AG: It seems that you feel a good way for CIOs to start improving is by asking the right questions.

SJ: It’s the same way we assess any executive in any corporation. You hear a question from someone and may determine just from that the level they are thinking on — ‘That’s a geek-level question or that’s an executive-level question, that’s a manager level question, that's a CEO level question.’ In other words, we give ourselves away by the kinds of questions we ask, and the questions we ask are a function of the visibility we have.

So for instance, when I'm a director, I'm going to ask a detailed question. When I'm a CEO, I'll ask a CEO kind of question, which is getting back to ROI or leadership and motivation, installation, or whatever — in between lies the whole range of levels and associated questions. So the kind of question a person asks determines in your mind what their exposure level, experience level is and where they are operating. Because we have to operate at each of those levels anyway, except that the CEO of a $10 million resource organization thinks very differently than a $100 million organization.

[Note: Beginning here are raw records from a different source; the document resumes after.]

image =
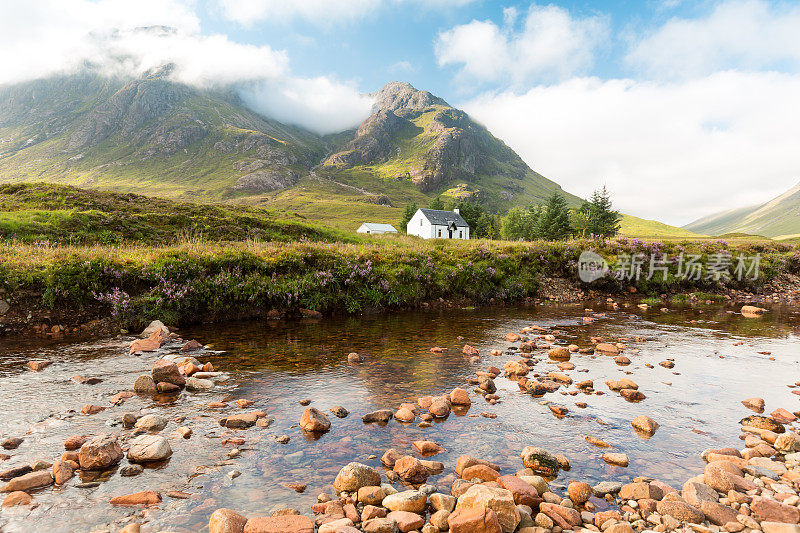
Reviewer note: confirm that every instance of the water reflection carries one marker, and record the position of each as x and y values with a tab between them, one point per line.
276	364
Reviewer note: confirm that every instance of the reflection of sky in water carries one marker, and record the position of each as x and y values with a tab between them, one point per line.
279	364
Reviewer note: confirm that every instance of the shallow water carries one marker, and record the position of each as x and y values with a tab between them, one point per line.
276	364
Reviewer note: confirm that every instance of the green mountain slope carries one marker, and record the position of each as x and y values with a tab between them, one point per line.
148	135
777	218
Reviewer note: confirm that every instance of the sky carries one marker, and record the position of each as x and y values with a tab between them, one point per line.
681	108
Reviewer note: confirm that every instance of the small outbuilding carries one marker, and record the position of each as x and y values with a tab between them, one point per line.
436	224
373	228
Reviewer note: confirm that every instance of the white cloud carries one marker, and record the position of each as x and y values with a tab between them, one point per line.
50	37
318	104
741	34
551	45
669	151
320	12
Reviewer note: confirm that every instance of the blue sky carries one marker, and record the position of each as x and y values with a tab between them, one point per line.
682	108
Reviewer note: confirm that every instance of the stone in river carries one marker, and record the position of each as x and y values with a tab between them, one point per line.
11	443
144	384
411	500
406	521
763	422
239	421
460	397
607	348
474	520
149	448
339	411
501	501
616	459
381	416
314	421
17	498
540	460
30	481
100	452
427	448
355	476
147	497
410	469
579	492
559	353
167	372
681	511
151	423
644	424
226	521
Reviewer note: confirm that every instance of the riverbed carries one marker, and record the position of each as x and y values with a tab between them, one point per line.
720	356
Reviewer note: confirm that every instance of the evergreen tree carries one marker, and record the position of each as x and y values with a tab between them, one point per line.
553	223
410	210
603	219
436	203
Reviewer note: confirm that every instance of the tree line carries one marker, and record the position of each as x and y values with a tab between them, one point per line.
553	220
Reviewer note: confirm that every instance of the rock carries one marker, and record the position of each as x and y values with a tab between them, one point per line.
30	481
199	385
147	497
751	311
696	493
17	498
167	372
607	349
280	524
11	443
412	501
755	404
100	453
63	471
607	487
239	421
314	421
354	476
406	521
226	521
616	459
460	397
559	353
681	511
645	425
763	422
151	423
773	511
717	513
381	416
339	411
474	520
540	460
149	448
38	366
411	469
579	492
501	501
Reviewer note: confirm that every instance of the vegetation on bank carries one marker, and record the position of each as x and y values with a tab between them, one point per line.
201	281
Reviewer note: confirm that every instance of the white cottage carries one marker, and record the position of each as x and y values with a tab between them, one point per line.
374	228
435	224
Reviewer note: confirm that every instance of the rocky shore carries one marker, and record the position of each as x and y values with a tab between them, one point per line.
752	486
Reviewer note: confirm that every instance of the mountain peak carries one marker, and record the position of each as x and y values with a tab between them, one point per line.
402	98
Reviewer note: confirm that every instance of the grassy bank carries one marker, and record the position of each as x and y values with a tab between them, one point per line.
203	281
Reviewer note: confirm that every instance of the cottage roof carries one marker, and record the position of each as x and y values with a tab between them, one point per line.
444	218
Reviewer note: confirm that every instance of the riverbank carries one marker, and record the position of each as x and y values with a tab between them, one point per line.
72	288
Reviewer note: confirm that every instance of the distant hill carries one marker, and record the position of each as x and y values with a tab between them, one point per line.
780	217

One thing is very clear, if you look at the data over the years, you may find that the larger organizations are more efficient in terms of productivity. So, per employee productivity of larger organizations in America has generally, over the years, been much higher than smaller organizations. When a very small organization is able to compete with them, then they have done something significantly different from the technology transformation point of view, and then they become huge. They start growing and suddenly you find, within a few years, they have gone beyond $10 million from starting with $10,000. They have finally figured out their transformation point or technology tipping point. Then they leave others behind and end up being a giant.

After you listen to their questions and determine their operating level, then you can think about how you take them to the next level, given the resources that they have, because we always operate at the level of our fundamentals, our foundations. If our foundations don't permit us to think of the larger questions, we cannot excel.

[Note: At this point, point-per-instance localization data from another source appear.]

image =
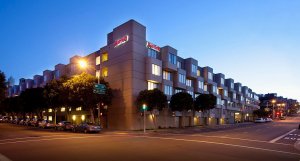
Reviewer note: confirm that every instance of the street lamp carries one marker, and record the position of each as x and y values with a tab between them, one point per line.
144	108
273	112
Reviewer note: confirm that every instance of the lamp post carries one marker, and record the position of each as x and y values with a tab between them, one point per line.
144	108
273	112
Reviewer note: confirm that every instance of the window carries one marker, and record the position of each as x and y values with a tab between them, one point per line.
172	58
166	75
152	85
179	65
194	68
104	57
200	84
97	73
191	93
222	81
234	95
178	90
188	82
98	60
168	90
104	72
214	89
225	93
181	78
209	75
152	53
155	69
198	73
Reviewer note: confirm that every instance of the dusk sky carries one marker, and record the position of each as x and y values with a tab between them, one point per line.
255	42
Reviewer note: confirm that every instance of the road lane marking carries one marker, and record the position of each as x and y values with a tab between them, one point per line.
282	136
4	158
225	144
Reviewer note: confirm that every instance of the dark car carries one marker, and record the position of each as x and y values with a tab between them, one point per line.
35	122
87	127
64	125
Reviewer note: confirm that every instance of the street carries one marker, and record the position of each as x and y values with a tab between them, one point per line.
277	140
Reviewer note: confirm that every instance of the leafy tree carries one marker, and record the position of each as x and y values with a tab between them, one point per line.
81	93
154	99
56	95
205	102
181	101
33	100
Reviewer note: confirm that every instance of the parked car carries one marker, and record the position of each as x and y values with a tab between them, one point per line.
282	117
46	124
35	122
87	127
259	120
268	119
64	125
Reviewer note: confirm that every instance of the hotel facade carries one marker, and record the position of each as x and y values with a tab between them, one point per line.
131	64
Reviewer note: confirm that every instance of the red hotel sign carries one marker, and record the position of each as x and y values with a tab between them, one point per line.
152	46
121	41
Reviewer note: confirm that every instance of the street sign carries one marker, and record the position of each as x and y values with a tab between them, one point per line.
99	89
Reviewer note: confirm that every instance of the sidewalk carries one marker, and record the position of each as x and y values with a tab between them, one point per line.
184	130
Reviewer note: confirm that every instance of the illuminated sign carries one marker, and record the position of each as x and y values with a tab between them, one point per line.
121	41
152	46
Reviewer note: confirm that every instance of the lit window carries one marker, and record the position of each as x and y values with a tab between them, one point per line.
104	72
210	75
179	65
194	68
152	85
166	75
155	69
188	82
222	81
97	73
200	84
172	58
104	57
168	90
198	73
181	78
205	88
178	90
152	53
98	60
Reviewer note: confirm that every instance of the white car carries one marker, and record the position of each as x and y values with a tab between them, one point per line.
259	120
268	119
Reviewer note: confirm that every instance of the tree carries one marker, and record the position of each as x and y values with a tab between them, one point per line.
56	95
33	100
80	92
154	99
182	102
2	86
205	102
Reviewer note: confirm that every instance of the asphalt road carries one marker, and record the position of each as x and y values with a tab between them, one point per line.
274	141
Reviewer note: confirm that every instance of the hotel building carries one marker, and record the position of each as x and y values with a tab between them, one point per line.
131	64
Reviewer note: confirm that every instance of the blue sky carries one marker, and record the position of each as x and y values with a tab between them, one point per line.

Having said that, we need to use external benchmarks for these hospitals to think of IT questions in a fresh way. If I’m the CIO of a hospital, which has $100 million IT budget, I think like the CEO of a $100 million organization and create a structure that behaves as such. Then I can include a VP of strategy and architectures, an office of Program and Project Management, Customer Service, Development, Operations, Help Desk etc and I can get people with requisite experience without making it look like top-heavy. We can have leadership development and so on. That is hardly possible if the IT budget were a tenth of that.

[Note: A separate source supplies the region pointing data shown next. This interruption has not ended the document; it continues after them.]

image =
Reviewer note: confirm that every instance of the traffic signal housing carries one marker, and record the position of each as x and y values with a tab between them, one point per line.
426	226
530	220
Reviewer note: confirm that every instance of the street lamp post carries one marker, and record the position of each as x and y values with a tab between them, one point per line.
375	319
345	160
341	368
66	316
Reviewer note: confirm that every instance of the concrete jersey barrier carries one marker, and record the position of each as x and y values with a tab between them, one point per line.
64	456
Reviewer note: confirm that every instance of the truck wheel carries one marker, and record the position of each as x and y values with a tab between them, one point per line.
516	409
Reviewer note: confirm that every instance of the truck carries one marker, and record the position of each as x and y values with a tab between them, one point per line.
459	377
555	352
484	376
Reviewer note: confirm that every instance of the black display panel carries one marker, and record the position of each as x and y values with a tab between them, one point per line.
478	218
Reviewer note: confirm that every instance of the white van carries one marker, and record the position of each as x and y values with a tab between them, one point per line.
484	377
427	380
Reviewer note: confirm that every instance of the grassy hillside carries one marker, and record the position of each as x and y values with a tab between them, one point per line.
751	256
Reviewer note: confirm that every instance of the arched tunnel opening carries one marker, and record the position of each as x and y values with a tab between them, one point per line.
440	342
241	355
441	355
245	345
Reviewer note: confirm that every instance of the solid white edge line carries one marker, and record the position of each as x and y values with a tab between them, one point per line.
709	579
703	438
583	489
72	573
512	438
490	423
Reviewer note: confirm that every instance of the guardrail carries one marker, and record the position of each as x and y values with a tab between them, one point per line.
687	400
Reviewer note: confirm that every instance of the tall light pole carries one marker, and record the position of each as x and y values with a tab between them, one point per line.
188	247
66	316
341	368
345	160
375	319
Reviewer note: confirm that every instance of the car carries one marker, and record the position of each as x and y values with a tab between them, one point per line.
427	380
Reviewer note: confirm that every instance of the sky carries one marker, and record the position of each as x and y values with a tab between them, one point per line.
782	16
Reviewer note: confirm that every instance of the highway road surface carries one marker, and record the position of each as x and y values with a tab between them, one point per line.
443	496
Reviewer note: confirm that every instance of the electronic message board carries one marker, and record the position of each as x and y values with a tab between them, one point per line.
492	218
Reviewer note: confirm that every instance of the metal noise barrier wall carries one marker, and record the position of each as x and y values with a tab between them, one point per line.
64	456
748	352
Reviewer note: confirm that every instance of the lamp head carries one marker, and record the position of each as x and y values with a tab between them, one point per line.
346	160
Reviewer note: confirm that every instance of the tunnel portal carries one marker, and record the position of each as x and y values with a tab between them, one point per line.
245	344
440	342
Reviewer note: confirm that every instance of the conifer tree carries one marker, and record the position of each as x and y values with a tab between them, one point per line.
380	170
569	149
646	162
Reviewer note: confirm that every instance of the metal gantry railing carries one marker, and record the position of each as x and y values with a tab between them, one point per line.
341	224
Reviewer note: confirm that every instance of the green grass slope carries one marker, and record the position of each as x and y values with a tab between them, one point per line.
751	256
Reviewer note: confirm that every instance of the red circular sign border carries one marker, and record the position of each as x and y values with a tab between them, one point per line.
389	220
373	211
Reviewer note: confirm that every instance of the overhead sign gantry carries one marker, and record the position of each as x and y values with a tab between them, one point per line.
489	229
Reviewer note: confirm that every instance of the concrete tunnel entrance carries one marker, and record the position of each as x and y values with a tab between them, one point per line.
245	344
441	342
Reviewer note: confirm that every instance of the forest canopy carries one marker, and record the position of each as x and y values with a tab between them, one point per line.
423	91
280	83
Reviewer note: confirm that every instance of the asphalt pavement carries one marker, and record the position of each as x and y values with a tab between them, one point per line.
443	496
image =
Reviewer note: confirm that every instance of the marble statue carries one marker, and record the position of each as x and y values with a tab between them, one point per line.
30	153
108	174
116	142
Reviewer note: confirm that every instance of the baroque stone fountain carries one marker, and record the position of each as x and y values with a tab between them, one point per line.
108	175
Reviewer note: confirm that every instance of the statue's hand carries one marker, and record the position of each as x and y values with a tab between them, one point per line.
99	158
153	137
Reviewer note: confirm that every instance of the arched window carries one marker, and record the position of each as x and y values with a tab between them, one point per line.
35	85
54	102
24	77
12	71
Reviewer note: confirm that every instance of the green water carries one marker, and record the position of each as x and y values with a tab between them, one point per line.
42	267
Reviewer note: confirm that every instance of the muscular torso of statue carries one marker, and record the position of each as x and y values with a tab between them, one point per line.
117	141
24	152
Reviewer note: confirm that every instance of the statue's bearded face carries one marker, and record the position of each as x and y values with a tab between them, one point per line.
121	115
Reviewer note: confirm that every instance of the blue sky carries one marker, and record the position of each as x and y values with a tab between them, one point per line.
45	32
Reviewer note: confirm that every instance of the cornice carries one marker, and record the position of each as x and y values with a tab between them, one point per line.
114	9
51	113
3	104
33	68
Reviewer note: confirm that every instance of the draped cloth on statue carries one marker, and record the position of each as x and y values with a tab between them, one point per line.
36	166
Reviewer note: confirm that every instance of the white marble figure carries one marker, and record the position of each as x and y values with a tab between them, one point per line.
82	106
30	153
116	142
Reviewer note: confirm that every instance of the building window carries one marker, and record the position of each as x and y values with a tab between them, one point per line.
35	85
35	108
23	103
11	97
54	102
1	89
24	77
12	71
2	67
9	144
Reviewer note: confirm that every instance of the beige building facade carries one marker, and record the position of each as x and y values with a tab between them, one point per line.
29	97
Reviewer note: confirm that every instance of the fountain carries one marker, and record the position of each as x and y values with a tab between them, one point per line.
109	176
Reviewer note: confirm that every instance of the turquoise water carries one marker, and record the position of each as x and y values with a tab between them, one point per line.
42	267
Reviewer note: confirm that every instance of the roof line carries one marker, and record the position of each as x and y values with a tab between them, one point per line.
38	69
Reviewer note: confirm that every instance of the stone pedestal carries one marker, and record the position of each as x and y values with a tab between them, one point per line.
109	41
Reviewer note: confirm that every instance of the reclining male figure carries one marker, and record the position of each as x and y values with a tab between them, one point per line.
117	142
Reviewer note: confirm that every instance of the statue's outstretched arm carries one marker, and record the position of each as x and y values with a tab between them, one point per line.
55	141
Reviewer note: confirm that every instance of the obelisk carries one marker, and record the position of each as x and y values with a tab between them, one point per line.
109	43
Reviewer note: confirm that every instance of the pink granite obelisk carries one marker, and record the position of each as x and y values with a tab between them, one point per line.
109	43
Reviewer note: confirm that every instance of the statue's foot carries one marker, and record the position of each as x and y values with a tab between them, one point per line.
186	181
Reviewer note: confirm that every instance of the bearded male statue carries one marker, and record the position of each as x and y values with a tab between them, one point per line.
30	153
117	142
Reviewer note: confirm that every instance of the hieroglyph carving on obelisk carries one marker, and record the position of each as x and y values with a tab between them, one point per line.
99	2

Another key issues is that size of spend determines quality and levels of expertise we can bring in. If each professionals address a dozen applications, they cannot have the same level of expertise in each application. So how do they manage that. You can have each person dealing with multiple applications, or you can turn to one of the managers who knows exactly whom to call to handle that, and then they start paying more attention to other issues as such. So how you cut it, matters. If they turn their team into a team of foot soldiers, they will get one kind of experience. If they turn the team into people who are thinking like middle managers and/or those that come out of larger organizations, then they are going to think quite differently. But it’s a kind of evolution, they start as programmers, and they never graduate beyond fixing some systems here and there. And only one person on a team of a dozen programmers has any experience of thinking beyond being hands-on, the guy in the trenches.